Tamim hadn't scored an international hundred since June 2010, and no ODI hundreds since February 2010. In the meantime, he had scored 18 fifties in all formats, and eleven in ODIs and his batting average during the hundred-less period has actually been better than his career averages.

His first three hundreds came in 74 games, but the fourth one has taken him another 45. He has often batted at a high strike-rate, but hasn't played the long innings often enough. There was no serious criticism of his inability to convert half-centuries into hundreds but it was a concern for him and he had mentioned it a few times over the past year.

He took his time on Saturday, moving from 80 to 100 in 41 deliveries and moved from nine to ten boundaries in 45 balls.
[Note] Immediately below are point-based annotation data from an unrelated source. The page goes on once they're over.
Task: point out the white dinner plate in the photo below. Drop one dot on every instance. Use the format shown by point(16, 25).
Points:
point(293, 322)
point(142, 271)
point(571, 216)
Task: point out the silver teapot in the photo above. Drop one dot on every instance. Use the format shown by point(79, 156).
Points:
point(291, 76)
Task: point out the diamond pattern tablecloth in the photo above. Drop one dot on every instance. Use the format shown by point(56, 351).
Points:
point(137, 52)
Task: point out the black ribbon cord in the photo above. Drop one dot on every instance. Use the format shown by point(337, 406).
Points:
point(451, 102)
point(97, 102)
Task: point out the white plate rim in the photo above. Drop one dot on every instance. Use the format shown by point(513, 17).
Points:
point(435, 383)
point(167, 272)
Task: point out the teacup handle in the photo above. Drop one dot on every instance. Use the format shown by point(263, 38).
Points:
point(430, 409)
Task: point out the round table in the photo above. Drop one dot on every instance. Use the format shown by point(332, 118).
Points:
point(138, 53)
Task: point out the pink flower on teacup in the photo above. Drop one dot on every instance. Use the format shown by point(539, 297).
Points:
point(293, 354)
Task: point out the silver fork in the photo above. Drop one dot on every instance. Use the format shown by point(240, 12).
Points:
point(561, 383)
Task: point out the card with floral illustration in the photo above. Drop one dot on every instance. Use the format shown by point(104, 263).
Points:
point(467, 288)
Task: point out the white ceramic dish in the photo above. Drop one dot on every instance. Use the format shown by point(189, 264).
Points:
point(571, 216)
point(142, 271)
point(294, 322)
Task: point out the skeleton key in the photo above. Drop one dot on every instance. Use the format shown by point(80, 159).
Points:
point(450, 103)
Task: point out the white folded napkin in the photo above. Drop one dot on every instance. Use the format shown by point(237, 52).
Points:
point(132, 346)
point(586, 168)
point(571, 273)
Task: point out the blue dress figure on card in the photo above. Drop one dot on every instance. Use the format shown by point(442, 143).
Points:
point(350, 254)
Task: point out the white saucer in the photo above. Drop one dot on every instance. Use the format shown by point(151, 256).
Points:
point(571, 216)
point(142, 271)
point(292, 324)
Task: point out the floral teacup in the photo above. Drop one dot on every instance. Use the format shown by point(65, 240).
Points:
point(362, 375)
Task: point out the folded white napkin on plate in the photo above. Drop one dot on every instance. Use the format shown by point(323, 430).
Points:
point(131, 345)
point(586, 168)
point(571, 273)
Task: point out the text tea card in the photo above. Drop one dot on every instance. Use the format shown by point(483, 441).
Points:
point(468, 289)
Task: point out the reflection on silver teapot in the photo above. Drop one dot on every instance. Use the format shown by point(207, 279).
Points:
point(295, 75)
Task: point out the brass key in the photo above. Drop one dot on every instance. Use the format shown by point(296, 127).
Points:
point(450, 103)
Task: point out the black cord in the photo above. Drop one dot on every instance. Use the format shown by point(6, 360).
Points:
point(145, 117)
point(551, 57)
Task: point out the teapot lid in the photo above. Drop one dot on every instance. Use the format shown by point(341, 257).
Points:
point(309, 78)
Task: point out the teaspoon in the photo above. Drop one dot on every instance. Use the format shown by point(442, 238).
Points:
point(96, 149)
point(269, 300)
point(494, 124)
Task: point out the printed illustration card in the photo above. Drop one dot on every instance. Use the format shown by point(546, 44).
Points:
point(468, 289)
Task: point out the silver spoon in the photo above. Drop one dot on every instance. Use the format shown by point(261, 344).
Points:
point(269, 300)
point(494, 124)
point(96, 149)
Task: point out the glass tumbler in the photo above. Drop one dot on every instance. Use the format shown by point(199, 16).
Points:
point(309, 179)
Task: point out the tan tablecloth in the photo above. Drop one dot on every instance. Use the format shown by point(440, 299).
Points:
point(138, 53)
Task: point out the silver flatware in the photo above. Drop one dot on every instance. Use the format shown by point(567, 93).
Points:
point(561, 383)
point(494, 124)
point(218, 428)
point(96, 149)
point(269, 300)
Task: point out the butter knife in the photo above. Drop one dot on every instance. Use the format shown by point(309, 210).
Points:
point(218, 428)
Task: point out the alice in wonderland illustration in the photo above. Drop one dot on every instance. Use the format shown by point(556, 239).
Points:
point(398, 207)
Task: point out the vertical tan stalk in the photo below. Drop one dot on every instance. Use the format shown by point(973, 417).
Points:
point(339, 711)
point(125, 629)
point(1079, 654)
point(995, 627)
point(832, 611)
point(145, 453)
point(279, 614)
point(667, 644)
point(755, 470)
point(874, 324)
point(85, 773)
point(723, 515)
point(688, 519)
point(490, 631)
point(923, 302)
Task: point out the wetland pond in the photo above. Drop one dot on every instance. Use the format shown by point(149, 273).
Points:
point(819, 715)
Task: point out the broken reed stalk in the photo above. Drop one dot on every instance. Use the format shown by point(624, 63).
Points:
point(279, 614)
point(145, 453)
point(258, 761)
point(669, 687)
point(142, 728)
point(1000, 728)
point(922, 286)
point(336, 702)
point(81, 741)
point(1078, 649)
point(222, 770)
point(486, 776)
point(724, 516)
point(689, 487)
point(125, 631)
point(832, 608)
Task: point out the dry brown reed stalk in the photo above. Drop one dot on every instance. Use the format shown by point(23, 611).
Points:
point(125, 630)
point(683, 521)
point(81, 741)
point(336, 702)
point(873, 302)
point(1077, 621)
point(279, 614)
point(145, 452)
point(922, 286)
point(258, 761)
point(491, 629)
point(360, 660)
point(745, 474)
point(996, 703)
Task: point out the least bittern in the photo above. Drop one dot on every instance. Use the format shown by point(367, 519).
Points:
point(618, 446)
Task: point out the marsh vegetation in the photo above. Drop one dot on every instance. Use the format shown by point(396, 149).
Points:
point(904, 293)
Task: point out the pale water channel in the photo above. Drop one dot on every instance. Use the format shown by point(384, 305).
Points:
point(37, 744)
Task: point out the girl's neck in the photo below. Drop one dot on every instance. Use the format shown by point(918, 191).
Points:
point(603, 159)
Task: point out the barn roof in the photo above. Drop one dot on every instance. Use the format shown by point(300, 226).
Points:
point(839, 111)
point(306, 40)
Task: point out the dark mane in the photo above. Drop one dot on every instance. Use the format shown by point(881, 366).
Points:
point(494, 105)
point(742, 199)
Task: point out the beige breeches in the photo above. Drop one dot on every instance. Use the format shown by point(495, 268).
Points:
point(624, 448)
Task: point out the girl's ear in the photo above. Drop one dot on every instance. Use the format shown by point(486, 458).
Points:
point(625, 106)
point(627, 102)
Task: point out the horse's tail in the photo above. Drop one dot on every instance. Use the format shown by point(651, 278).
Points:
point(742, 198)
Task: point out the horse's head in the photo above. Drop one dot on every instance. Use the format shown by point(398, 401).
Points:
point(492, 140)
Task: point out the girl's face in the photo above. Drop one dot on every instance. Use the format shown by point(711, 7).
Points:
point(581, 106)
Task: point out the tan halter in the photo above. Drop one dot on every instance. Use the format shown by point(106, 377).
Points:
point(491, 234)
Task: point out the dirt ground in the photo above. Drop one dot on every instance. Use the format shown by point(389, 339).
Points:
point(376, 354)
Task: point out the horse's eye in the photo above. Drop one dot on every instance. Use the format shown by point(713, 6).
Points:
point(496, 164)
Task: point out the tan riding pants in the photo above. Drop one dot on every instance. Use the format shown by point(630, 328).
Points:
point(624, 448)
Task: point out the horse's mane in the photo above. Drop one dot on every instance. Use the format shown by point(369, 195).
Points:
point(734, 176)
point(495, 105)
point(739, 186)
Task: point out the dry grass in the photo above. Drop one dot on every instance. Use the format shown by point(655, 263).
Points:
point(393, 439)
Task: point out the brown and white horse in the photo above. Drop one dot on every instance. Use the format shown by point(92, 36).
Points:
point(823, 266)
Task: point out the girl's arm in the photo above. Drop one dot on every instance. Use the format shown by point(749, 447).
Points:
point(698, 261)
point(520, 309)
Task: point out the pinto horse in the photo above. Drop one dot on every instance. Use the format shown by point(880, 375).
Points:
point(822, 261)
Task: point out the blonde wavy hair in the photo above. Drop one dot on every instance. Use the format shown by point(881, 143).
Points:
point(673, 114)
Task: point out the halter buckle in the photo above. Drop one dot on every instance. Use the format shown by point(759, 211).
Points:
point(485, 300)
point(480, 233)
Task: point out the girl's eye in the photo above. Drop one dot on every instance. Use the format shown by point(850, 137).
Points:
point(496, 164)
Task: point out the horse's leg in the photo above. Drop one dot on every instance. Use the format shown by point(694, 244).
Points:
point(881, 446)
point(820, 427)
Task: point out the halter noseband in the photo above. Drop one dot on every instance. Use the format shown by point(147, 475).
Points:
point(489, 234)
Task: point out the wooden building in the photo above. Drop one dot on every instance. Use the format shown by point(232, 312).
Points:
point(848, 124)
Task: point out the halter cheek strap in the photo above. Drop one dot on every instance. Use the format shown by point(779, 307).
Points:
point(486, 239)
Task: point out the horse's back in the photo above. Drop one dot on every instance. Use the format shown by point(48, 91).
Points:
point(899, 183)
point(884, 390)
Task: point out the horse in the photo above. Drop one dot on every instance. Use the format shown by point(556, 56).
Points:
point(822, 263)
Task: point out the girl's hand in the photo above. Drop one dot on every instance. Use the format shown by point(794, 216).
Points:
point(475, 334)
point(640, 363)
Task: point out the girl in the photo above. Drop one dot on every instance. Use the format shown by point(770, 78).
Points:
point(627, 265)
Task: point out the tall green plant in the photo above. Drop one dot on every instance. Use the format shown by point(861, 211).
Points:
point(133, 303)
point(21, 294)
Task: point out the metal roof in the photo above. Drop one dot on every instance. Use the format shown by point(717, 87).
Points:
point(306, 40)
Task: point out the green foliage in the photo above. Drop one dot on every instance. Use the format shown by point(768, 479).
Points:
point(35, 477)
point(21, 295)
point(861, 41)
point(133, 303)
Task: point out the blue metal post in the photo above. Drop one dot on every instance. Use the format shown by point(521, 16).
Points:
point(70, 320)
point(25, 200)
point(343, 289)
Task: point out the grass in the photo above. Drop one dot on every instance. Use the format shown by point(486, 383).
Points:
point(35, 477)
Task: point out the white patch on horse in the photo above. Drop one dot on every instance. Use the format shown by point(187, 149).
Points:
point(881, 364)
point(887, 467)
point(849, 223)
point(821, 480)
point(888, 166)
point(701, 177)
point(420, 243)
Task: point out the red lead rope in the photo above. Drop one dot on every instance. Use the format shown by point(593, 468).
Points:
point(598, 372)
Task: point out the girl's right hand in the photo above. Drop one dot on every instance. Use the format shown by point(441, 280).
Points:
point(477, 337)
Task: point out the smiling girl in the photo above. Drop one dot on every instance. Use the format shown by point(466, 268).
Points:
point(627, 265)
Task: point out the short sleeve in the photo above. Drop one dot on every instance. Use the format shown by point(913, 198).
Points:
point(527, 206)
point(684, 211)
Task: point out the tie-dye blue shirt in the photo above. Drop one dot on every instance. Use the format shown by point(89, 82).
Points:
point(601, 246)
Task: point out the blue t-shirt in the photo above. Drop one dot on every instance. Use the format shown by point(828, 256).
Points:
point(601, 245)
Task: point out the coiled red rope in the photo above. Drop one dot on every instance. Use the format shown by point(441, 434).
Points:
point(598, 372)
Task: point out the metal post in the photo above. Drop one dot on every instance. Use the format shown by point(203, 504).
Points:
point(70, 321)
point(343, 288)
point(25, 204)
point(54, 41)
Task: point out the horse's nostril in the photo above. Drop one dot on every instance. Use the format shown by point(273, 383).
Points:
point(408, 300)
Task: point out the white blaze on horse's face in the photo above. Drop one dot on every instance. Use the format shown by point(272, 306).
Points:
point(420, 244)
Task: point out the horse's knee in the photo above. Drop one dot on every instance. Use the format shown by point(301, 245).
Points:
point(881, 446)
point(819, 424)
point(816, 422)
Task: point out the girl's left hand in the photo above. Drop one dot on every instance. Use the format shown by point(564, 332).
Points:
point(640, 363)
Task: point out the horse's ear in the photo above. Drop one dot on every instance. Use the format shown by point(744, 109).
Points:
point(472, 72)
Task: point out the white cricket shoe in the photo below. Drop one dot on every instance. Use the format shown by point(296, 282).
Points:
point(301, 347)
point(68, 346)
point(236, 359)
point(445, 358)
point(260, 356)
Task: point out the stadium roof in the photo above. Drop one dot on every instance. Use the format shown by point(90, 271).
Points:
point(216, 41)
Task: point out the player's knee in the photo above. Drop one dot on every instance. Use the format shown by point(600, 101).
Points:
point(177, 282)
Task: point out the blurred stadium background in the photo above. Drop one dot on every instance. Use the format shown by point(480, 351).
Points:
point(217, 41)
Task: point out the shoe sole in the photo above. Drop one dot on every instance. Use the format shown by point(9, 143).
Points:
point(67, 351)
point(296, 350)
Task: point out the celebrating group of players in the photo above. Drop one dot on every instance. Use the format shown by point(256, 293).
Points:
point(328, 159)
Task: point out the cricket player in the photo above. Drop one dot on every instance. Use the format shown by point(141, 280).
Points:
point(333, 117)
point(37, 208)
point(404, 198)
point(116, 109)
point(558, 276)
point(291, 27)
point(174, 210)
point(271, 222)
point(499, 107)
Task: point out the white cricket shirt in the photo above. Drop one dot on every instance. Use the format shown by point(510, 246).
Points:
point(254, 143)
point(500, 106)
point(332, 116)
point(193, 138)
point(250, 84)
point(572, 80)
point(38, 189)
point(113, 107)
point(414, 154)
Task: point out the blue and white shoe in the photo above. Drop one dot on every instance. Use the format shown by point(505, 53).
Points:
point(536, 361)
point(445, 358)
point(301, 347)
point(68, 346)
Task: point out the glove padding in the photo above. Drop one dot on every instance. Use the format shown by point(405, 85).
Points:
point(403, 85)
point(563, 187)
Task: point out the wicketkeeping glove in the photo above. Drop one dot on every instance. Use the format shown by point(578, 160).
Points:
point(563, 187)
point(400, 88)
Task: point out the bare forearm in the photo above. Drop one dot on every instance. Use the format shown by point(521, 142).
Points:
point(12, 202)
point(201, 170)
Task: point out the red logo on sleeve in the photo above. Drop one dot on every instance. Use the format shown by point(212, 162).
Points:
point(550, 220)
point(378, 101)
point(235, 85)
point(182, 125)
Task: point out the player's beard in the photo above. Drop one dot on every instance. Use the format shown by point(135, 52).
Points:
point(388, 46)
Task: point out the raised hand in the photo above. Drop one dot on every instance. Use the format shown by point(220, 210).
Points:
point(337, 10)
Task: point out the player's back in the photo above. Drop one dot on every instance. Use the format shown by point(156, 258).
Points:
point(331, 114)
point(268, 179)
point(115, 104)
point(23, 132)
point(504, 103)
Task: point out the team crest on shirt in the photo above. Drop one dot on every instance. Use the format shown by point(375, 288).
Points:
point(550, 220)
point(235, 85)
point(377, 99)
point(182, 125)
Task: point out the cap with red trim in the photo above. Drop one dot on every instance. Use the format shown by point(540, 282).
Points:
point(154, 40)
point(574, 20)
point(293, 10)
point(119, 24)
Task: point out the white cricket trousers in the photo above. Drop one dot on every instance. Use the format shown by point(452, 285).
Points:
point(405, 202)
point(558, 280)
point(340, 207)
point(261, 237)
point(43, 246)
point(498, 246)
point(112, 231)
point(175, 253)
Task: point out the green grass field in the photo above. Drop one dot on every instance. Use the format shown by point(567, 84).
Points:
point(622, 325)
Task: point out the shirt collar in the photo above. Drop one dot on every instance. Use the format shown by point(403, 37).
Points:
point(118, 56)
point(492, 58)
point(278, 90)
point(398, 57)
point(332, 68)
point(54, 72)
Before and after however, he was at his best. He brought out some excellent shots, and though he survived an easy drop by Angelo Mathews on 54, he didn't want to look back or give it away again.

"I got a hundred after two and a half years. Someone asked me if I have the passion to be one of the best players in the world. That stuck on my mind and I continued to think about it.

"I was sharing with [Jahurul Islam] Omi last night the wrong things I have been doing or what I should do. I was a bit lucky today, I got a life on 54. I think I batted brilliantly after that."

On the day that he ended his century drought, Tamim suffered a hairline fracture while fielding which will sideline him for the next four-six weeks.